I was a legislative staffer in the Michigan House of Representatives from 2015-2022, starting as a Legislative Assistant and ending as a Legislative Director before moving onto Grassroots Midwest.
As a legislative assistant to a member of the House you are mainly focused on constituent-specific issues. When a resident of the member’s district contacts the office, they are typically greeted by the Legislative Assistant. In this role you are essentially the face of the office who works on any issue a constituent has with a state agency, scheduling meetings for the member, organizing in-district office hours and scheduling events for the member to attend back home. The Legislative Assistant is arguably the most important position in the office considering they are the one getting the Representative to the right place on time and spending the majority of their time helping the constituents of the members district.

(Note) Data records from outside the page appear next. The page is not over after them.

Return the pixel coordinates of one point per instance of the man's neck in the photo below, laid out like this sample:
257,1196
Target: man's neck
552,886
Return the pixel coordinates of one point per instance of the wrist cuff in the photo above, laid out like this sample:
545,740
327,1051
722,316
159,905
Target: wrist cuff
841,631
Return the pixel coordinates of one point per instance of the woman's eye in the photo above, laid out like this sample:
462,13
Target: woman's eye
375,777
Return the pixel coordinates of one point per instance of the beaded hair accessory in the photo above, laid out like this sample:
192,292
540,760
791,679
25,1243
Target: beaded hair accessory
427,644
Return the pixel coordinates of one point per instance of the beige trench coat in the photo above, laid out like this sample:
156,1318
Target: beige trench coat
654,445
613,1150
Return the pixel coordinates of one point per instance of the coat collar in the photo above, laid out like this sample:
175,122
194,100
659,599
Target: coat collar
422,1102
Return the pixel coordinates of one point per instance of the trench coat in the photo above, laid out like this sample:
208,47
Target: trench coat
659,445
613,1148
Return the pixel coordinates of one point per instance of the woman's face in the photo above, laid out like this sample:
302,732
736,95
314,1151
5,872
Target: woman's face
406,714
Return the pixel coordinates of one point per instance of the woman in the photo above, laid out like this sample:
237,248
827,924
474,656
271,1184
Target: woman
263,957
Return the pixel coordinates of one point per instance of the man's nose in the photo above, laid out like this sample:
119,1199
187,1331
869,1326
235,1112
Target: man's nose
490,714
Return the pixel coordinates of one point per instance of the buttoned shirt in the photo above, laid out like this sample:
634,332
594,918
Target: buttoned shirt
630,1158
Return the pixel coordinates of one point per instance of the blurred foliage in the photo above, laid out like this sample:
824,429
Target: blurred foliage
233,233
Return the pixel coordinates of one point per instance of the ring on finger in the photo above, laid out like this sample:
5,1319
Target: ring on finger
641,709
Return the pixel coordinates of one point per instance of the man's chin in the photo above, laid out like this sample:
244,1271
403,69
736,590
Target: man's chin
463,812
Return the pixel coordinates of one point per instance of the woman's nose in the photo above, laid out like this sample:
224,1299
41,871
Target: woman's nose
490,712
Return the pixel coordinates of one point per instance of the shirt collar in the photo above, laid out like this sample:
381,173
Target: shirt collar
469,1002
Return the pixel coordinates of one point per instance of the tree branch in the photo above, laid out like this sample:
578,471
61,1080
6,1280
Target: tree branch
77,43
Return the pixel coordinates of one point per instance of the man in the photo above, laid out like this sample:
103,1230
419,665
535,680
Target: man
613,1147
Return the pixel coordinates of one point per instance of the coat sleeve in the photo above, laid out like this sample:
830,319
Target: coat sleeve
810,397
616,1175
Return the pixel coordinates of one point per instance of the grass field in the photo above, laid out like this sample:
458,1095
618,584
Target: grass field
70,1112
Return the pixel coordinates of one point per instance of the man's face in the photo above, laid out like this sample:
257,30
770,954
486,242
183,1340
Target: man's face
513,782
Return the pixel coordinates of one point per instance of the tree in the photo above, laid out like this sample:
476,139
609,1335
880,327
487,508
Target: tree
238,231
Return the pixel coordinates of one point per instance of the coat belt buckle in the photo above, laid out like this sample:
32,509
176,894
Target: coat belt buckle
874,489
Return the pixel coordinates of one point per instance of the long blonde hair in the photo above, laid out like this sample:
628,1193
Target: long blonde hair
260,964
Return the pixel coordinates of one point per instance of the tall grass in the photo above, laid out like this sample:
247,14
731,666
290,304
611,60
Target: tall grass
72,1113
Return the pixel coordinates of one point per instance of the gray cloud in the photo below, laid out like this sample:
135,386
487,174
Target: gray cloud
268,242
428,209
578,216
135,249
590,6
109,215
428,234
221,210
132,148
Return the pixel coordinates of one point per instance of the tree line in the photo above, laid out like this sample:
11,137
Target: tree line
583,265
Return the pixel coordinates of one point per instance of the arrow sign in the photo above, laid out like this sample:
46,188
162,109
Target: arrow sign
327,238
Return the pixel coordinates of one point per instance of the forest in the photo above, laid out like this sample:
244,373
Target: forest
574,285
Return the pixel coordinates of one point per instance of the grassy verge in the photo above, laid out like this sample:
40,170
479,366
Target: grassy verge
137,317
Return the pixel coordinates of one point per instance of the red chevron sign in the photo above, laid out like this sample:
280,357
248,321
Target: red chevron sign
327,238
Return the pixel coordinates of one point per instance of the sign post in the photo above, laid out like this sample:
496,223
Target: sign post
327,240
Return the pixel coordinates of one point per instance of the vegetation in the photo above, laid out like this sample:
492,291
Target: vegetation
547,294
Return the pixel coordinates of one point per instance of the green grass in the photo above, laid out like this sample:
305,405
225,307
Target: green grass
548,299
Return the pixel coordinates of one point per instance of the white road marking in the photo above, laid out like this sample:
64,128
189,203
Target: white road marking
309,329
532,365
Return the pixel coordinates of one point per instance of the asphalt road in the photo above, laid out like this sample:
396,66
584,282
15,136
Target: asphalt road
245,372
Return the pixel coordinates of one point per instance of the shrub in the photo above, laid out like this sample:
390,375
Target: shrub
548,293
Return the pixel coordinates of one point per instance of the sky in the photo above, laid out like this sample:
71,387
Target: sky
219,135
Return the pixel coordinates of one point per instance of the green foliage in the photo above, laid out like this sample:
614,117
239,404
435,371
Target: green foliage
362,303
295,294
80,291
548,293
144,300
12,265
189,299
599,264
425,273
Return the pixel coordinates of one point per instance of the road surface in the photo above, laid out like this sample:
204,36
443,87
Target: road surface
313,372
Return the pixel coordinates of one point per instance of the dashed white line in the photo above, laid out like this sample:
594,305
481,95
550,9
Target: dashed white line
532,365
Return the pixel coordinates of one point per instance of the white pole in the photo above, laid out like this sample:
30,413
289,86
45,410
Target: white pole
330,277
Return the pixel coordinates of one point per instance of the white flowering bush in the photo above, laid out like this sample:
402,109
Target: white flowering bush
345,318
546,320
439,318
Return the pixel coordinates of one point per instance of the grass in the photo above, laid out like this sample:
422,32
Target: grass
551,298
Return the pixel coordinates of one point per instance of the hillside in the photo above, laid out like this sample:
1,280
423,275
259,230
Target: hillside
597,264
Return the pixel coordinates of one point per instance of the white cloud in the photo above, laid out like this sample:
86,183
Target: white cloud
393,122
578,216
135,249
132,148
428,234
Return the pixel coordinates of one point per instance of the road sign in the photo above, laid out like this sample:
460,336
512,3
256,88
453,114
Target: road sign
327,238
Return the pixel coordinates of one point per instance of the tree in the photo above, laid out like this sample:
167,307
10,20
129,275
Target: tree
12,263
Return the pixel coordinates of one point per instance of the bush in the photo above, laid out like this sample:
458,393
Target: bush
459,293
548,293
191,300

As the Legislative Director, your job is more focused on the member’s policy initiatives and helping them navigate and keep track of the many bills that are introduced and sent to their committees. The majority of your time in this role is spent reviewing legislation and preparing the Representative for committee and House session, while also participating in meetings with stakeholders who have interest in a bill that will be brought before the Representative. While reviewing the legislation it is important to inform the Representative of every argument in support and opposition to the bill (if there are more than one) in order for them to have as much information as possible before they make a decision.
In my experience, the office dynamic was best when both staffers worked together to solve issues. It was always a priority to provide the Legislative Assistant with opportunities to do policy work as well.
The work in the office is not the only aspect of the job either. In order to keep your job, you needed to make sure your member was going to win their re-election which in turn means you’re simultaneously working on the campaign. State law prohibits campaign work from being done on state time or property and with state resources. That means all of the campaign work either had to be done in your free time, or you had to use vacation time. When I left the House, having seven years of service under my belt, there were very few staffers still there from when I started. Legislative staff turnover is extremely high due to the effort required to do the job well, and the level of stress that comes along with it, especially in an election year.
Although I am extremely happy to be where I am today, I remain proud of the time I spent working in the House. It provided me with an opportunity to work with some great people and I gained valuable insights to the issues impacting our state. Of course there’s more I wish I could have done during my tenure in the House, but I am glad to be working in a different enterprise while I continue to pursue my career in Michigan politics.